Your technology isn’t “disruptive,” your little life workarounds aren’t “hacks,” and–holy shit–you aren’t coming up with “disruptive hacks.”
It’s not a breakfast hack to mix sausage and eggs together. It doesn’t matter if you put the mixture in a muffin pan. That ain’t new, it ain’t particularly innovative, and my grandma has been making breakfast casserole for years. YEARS. And don’t make a three minute video of you putting strawberries and kiwi on top of some cream cheese and act like your ass has just managed to solve the problem we all seem to have when we can’t figure out how the hell we can shove more sugar and calories down our throats.
The mere fact that you’ve cut the bottom off of a 20 oz. water bottle and are now using it as a funnel does not mean that you’ve done a “LIFE HACK ZOMG WATER BOTTLE!!!!1!” and we should all watch your video on YouTube. (The only thing you’ve hacked, you simpleton, is your finger while trying to use a pocketknife to cut the damn bottle.)

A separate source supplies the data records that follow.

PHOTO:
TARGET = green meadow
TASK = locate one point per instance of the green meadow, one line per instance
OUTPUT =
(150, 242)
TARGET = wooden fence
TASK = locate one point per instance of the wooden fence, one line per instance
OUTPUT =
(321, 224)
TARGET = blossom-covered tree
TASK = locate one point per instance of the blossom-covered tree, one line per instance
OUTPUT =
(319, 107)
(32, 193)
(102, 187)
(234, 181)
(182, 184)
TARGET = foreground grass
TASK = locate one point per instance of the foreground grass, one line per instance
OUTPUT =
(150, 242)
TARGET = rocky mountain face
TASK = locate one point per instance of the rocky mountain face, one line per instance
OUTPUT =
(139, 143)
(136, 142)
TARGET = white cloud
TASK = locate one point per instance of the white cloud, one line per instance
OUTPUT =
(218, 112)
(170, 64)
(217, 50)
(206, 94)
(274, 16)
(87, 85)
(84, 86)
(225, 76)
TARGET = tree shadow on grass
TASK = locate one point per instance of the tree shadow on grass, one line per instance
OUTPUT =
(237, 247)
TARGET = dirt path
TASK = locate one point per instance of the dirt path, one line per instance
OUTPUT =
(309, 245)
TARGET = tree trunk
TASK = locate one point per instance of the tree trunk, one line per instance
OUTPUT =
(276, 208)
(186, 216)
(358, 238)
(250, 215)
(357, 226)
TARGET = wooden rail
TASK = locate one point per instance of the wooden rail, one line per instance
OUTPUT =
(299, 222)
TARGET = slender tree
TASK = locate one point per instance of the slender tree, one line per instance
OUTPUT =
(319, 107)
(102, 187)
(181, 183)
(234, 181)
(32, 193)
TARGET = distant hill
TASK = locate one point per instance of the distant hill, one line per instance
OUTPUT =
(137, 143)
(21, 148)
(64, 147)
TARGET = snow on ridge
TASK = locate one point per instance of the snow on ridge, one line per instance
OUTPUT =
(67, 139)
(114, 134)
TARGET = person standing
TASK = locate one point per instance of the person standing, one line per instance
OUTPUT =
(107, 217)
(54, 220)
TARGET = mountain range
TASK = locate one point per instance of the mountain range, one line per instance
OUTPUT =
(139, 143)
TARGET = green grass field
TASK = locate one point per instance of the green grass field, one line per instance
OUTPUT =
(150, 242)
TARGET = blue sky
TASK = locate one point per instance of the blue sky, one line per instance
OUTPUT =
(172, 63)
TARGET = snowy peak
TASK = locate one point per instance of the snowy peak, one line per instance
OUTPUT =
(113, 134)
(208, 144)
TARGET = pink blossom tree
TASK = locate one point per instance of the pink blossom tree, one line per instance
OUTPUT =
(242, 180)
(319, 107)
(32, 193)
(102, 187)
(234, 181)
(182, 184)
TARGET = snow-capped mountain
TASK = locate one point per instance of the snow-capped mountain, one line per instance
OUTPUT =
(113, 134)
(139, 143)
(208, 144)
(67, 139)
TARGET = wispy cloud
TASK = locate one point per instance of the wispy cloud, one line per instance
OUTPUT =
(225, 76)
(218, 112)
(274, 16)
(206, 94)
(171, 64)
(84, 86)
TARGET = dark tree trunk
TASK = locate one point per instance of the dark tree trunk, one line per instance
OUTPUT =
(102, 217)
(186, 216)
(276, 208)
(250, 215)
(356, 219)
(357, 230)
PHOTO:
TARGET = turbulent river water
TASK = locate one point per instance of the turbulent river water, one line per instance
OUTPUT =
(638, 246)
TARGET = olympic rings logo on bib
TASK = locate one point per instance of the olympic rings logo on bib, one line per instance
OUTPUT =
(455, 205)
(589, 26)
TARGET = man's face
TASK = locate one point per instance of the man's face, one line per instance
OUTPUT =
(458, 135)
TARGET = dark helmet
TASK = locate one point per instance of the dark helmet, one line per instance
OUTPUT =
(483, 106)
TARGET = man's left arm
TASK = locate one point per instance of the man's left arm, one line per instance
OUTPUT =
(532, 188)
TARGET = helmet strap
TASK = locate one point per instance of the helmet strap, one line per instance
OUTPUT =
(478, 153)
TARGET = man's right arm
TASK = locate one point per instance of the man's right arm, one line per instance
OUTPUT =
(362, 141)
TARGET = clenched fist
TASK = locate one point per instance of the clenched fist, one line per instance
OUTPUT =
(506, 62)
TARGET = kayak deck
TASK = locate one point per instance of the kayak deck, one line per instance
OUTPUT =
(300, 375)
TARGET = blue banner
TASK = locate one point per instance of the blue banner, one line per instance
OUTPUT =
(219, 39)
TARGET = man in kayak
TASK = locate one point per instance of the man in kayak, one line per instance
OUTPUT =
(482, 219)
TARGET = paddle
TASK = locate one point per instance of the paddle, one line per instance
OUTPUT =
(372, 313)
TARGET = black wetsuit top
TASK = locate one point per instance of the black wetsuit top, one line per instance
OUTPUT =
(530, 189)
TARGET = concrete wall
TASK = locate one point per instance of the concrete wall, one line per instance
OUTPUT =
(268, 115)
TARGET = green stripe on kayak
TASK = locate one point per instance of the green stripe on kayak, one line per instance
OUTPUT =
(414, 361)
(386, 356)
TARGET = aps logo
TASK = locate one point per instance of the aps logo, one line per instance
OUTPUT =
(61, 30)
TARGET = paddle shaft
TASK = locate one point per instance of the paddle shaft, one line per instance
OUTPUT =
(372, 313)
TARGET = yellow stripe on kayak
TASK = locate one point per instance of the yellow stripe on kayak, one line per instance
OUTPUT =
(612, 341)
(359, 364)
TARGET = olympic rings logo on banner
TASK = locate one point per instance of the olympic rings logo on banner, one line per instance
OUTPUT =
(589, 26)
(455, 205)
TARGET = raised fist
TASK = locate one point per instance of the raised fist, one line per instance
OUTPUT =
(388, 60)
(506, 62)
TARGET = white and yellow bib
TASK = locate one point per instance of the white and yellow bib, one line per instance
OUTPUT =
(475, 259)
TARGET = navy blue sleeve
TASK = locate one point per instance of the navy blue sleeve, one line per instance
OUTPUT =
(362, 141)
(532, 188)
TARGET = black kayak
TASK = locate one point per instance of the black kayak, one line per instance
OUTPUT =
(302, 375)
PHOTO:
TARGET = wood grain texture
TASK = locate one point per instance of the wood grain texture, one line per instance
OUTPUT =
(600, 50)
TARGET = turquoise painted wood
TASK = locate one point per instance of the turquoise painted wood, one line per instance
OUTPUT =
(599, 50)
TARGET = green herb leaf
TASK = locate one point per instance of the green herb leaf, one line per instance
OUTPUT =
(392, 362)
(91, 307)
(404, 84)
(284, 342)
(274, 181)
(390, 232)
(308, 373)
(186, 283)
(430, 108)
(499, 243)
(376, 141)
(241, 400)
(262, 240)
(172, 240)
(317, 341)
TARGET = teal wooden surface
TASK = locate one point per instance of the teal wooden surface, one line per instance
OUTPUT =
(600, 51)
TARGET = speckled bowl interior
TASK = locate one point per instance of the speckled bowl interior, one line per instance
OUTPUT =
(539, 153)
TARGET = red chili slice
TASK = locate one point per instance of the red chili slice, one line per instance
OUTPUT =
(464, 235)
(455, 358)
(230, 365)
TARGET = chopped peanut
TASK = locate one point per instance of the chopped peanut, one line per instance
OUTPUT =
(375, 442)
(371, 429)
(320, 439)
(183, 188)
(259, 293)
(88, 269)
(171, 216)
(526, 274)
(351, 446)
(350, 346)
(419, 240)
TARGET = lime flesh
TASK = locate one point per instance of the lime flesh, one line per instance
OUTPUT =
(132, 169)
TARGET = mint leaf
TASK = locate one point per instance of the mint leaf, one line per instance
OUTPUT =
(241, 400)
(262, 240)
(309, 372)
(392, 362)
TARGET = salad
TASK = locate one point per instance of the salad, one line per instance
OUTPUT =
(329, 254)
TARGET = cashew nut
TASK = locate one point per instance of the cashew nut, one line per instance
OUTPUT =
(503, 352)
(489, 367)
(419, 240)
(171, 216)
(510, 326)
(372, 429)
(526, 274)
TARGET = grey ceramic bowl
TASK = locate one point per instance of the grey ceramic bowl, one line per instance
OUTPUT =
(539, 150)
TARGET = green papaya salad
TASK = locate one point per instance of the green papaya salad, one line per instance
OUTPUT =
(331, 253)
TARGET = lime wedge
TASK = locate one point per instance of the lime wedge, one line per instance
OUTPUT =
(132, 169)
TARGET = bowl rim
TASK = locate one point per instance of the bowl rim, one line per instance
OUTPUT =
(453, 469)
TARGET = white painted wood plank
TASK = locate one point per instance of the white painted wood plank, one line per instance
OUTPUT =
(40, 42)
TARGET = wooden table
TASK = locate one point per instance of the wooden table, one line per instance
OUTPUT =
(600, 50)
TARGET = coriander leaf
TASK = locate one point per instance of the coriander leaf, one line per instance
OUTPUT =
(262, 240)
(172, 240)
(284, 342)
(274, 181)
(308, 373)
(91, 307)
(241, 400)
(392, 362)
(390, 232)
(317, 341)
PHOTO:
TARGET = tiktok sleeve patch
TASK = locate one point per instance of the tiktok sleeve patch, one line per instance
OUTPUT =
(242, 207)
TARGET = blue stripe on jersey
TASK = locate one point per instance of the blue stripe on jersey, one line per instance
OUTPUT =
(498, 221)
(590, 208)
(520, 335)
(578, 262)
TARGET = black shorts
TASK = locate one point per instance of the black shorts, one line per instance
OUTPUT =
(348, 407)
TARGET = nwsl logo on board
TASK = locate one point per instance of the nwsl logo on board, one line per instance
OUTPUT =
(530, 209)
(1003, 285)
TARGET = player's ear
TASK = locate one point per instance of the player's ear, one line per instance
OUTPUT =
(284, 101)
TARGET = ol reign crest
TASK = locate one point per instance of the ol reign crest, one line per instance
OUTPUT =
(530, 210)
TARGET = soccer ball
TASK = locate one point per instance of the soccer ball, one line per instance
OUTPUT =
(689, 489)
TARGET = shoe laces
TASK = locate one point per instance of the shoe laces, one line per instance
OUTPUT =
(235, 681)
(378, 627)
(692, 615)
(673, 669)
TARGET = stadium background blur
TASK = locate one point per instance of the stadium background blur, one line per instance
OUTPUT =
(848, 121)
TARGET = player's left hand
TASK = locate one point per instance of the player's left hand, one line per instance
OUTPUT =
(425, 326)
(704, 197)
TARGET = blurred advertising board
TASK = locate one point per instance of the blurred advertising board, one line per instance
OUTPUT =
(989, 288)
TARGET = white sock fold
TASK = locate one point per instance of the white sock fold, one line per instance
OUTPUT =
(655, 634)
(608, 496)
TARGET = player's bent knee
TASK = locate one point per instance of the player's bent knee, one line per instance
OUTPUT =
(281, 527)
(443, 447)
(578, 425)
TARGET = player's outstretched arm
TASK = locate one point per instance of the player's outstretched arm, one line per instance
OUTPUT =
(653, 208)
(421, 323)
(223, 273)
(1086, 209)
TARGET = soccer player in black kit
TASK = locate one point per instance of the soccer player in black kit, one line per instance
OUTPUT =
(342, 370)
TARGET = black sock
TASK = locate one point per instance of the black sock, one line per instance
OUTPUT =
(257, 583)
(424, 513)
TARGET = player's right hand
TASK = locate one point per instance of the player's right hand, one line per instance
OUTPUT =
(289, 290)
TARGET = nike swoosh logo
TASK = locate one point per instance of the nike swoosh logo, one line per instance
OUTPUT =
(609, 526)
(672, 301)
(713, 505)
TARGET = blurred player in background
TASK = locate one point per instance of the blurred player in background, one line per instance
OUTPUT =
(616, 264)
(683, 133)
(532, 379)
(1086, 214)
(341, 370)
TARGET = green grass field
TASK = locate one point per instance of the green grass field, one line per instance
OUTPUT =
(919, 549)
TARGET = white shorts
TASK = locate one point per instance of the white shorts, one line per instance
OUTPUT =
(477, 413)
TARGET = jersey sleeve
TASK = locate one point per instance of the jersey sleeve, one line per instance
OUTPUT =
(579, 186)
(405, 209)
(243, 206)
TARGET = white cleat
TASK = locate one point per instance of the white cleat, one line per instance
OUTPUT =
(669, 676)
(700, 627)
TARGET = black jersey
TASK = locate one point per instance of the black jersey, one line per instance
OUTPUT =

“#disruptoutlook” is an inappropriate hashtag to use when you’ve made the SHOCKING discovery that you can use rules to direct emails that contain the subject line “Girl Scout cookies” directly into your Trash folder. …Congratulations. You’ve just pointed out something the rest of humankind has been doing for hundreds of thousands of years.
Somebody else has already come up with the idea to put a plastic bag around the E. coli-covered remote control in the hotel room, so just relax–and maybe Google your amazing revelations before proclaiming yourself a genius.